For the most part, protests from opponents of TNR can be placed in three categories:

  • Feral cats and birds. It’s true that some cats can’t resist the hunt. But Best Friends maintains that the studies TNR critics use to make their case are inaccurate on major points, such as using results from one habitat to make broad, sweeping statements. But the U.K.’s Royal Society for the Protection of Birds (so you know whose welfare the society is most concerned about) declared on its website: “Despite the large numbers of birds killed, there is no scientific evidence that predation by cats in gardens is having any impact on bird populations UK-wide.”

  • Public health impact. There are three concerns here:
    • First is the concern about feral cats and rabies. According to the Centers for Disease Control and Prevention (CDC), the number of rabies cases in cats during 2013 (the most recent data available) was the lowest reported since 1991. Since 1960, only two cases of human rabies in the U.S. have been attributed to cats, but Best Friends still advocates for vaccinating cats before returning them.
    • The second concern is the spread of a parasite called toxoplasmosis. But as the CDC notes, prevention generally is quite straightforward. The simple act of hand-washing takes care of a lot of public health concerns.
    • And, finally, there are nuisance complaints. Community cats yowl, spray and fight. But spaying and neutering eliminates production of the hormones estrogen and testosterone, thereby reducing these behaviors. The proof is reflected in numerous cases out there, but perhaps the most dramatic results came in Harrington, Delaware. Some 550 cats (93 percent of the count prior to trapping) were spayed or neutered and vaccinated as part of a community cat program. Afterward, nuisance calls decreased by 98 percent. Communities with Best Friends programs also experienced a reduction in nuisance calls.
  • The cats’ welfare. Believe it or not, there are some who actually say rounding up and killing community cats is better for the cats than letting them live outdoors. Of course, there are dangers to life outside. Many are from humans, such as traffic, people with ill intentions, and dangers from more natural elements. Still, not only is killing community cats because it’s dangerous outdoors illogical, but it’s a stance that is also almost uniformly rejected by Americans, as are all lethal management methods.

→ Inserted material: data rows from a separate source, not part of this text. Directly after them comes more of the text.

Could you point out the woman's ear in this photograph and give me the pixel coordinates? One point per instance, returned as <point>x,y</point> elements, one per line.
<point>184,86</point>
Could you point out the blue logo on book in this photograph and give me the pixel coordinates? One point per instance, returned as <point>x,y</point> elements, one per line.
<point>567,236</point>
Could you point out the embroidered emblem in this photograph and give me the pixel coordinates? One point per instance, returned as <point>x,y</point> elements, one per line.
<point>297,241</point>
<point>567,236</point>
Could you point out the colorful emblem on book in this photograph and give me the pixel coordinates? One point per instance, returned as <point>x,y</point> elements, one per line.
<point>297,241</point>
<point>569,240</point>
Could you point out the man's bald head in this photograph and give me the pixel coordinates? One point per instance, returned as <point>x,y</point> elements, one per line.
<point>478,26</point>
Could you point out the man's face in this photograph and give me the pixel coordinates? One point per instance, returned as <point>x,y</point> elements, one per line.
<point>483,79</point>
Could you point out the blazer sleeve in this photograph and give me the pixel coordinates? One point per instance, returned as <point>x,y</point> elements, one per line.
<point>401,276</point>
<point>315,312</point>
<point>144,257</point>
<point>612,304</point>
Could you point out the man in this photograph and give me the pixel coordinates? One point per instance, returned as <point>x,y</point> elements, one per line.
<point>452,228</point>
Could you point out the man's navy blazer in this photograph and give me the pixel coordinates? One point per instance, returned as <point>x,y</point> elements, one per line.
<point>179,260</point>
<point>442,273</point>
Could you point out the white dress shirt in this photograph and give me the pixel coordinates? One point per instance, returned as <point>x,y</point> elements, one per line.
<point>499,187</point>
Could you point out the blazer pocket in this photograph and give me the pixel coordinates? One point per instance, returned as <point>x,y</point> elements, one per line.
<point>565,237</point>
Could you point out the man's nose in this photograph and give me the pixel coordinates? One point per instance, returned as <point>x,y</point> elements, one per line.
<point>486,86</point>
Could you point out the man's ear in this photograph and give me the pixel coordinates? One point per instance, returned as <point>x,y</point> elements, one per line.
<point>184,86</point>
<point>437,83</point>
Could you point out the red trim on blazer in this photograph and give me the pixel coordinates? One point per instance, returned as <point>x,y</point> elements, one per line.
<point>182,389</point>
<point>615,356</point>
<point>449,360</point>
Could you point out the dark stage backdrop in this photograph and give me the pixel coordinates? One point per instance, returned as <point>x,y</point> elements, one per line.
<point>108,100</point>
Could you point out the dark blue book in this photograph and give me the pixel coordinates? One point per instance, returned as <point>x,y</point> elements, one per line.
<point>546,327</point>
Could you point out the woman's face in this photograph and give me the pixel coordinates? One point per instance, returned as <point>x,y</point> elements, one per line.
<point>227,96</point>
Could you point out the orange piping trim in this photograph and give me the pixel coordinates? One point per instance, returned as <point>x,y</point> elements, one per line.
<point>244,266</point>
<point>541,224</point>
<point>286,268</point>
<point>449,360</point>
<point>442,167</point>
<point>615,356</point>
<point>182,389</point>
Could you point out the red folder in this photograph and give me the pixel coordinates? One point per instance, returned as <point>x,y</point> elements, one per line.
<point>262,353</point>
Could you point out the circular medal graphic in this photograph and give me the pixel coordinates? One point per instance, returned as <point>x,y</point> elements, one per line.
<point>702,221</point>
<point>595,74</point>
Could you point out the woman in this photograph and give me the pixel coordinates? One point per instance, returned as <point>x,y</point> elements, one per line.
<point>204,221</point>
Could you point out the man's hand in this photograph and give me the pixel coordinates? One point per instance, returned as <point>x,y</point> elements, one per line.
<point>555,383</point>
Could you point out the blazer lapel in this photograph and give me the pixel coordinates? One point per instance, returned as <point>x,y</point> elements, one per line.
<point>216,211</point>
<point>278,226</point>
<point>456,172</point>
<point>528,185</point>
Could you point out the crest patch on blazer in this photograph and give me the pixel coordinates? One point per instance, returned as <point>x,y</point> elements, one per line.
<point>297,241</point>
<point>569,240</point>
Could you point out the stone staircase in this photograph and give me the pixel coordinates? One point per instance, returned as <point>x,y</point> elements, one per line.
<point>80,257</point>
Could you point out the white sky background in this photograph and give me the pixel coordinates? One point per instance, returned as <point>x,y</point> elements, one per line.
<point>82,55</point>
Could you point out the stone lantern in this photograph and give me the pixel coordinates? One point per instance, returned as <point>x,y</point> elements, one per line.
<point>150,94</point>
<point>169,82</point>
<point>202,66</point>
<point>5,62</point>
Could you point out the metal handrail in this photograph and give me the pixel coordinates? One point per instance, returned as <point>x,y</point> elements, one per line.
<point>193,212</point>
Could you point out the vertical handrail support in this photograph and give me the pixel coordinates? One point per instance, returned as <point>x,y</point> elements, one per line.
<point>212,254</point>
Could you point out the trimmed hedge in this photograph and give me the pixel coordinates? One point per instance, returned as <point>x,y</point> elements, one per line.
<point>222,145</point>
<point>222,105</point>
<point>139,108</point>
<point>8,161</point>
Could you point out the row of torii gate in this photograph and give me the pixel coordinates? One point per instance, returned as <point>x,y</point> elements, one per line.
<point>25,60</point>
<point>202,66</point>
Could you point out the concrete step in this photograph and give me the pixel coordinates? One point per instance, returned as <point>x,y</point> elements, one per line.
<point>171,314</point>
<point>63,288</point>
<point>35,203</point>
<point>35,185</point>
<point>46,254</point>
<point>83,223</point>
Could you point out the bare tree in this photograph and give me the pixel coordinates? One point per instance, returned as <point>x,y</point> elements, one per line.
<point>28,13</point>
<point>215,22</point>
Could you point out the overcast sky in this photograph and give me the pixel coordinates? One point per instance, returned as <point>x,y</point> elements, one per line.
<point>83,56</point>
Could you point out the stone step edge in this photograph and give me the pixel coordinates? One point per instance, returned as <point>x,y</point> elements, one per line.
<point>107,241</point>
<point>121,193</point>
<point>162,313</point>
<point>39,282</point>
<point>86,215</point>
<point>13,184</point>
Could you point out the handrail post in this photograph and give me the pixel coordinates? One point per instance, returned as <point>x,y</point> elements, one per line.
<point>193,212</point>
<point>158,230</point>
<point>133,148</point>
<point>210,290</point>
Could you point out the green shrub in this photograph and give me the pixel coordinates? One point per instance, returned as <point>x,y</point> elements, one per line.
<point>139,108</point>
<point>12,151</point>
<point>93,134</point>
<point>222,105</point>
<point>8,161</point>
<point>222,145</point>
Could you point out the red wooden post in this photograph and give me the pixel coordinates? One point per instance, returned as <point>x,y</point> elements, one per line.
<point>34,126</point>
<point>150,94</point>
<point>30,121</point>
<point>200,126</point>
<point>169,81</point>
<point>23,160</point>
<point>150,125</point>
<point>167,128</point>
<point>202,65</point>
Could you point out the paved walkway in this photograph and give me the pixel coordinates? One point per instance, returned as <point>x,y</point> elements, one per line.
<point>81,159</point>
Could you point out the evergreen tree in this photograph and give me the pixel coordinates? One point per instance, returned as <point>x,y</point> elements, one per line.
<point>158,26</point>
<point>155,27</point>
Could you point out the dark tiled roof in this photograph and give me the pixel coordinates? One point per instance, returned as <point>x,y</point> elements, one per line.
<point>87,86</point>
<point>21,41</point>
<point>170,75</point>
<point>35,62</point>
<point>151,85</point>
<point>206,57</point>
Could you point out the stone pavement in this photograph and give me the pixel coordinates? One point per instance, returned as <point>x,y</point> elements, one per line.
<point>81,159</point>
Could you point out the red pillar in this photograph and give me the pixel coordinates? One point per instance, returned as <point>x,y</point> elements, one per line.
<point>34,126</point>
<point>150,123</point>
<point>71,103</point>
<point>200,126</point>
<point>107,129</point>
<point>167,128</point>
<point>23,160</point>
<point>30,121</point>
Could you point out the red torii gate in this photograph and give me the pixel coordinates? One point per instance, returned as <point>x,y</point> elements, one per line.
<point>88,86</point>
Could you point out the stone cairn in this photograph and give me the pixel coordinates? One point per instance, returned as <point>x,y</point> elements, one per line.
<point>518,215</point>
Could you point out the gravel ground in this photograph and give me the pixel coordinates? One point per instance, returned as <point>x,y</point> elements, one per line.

Legal matters pertaining to stray cats and TNR

There are no cookie-cutter laws when it comes to feral cats, caring for stray cats and TNR. That means TNR efforts may look slightly different in each community. But there are a few key legal issues that can have a big impact on the success of any TNR effort:

  • It’s important that cat colony caregivers not be considered owners of the cats, because this would falsely indicate that they have some control over them.
  • In answer to TNR critics, it should be made clear that returning street cats to the location where they were originally trapped does not constitute “abandonment” (an act of animal cruelty). Spaying or neutering cats, vaccinating them, and giving them a wellness check all contribute to improving the cats’ lives.
  • Nuisance provisions in local ordinances should focus on behavior (not just the presence of free-roaming cats) and require multiple registered complaints about those behaviors.
  • Mandated holding times for healthy stray and feral cats at animal shelters should be as short as possible for cats being sterilized, vaccinated and returned to their outdoor homes. The ideal is no holding time at all, as in the bill that Best Friends helped pass in Arizona and Utah that exempts eligible community cats from any mandatory holding time.

These are just a few of the key legal issues. You can read about others in the Best Friends Community Cat Programs Handbook. The Best Friends cat initiatives team addresses these issues (and more) at local and state levels by contacting elected officials and sending out legislative alerts to encourage the involvement of Best Friends members.

The verdict on trap-neuter-return

The vast majority of Americans are onboard with TNR. Ending the killing of dogs and cats in America’s shelters requires a humane approach to caring for stray cats. TNR is the best (and in most cases the only feasible) option on the table.